A few weeks ago, we got word [Fran] was being kicked out of her workshop. You might remember [Fran] from her exploits in reverse engineering the launch computer for the Saturn V, her work on replicating the DSKY from an AGC, her visit to the Air & Space Museum annex (so jealous), and her other musical adventures. Why is she getting kicked out? Philly’s getting gentrified, ya jabroinis. Now, there’s a GoFundMe for a new Fran Lab. Go on and ring that bell.

Everyone needs a Sharpie sitting around, so how about one that weighs a pound or so? [MakingStuff] created a new body for a big ‘ol Sharpie marker, complete with knurling. Oh, man, the knurling.

A Powerball ticket costs $2. Last Friday, the expected return on a single Powerball ticket was more than $2. This doesn’t happen often, but last Friday the most logical course of action for everyone was to buy all the Powerball tickets they could.

Boston Dynamics built another dog robot and made it dance to Uptown Funk because we haven’t heard that song enough.

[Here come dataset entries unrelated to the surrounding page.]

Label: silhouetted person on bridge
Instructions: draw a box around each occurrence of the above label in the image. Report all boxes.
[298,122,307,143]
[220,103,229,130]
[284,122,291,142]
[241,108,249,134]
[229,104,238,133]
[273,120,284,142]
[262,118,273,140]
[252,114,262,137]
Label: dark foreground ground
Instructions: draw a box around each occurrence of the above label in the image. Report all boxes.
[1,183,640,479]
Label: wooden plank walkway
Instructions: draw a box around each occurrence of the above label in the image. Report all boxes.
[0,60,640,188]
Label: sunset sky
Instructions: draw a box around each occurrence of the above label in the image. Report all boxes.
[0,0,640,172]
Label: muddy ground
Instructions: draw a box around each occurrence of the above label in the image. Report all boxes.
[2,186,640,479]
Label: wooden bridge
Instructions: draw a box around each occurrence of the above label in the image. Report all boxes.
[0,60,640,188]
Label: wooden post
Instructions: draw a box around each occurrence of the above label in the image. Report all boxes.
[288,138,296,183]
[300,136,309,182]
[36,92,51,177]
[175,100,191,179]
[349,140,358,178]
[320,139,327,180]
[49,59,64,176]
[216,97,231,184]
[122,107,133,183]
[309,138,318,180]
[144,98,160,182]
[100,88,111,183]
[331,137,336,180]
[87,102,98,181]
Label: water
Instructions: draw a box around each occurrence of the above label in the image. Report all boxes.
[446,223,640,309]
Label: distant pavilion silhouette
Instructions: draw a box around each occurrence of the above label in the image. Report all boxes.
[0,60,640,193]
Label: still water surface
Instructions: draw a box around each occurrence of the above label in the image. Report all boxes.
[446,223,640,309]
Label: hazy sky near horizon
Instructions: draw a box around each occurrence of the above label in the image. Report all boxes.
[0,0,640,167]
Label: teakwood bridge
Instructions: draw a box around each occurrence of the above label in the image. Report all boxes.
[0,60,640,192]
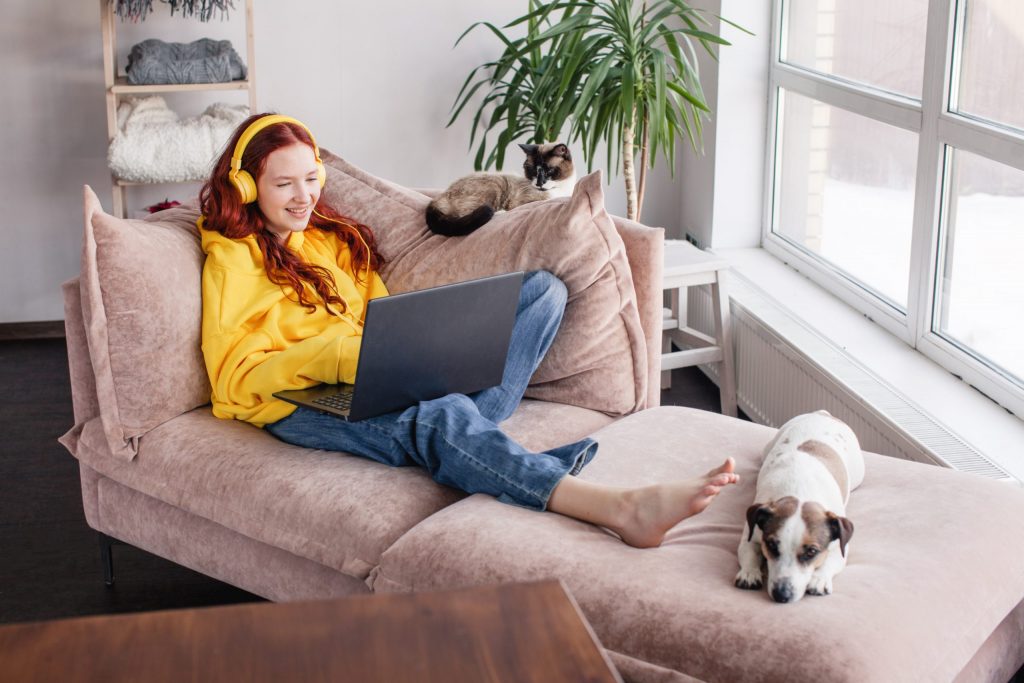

No one has listened to Uptown Funk enough times in their life. It’s a great song that never gets old or overplayed.

[Wintergatan] is building a drum machine. You might remember this artisan of plywood from various marble machine builds that also play music. This build goes deep into the techniques of building gigantic mechanical contraptions out of plywood and steel.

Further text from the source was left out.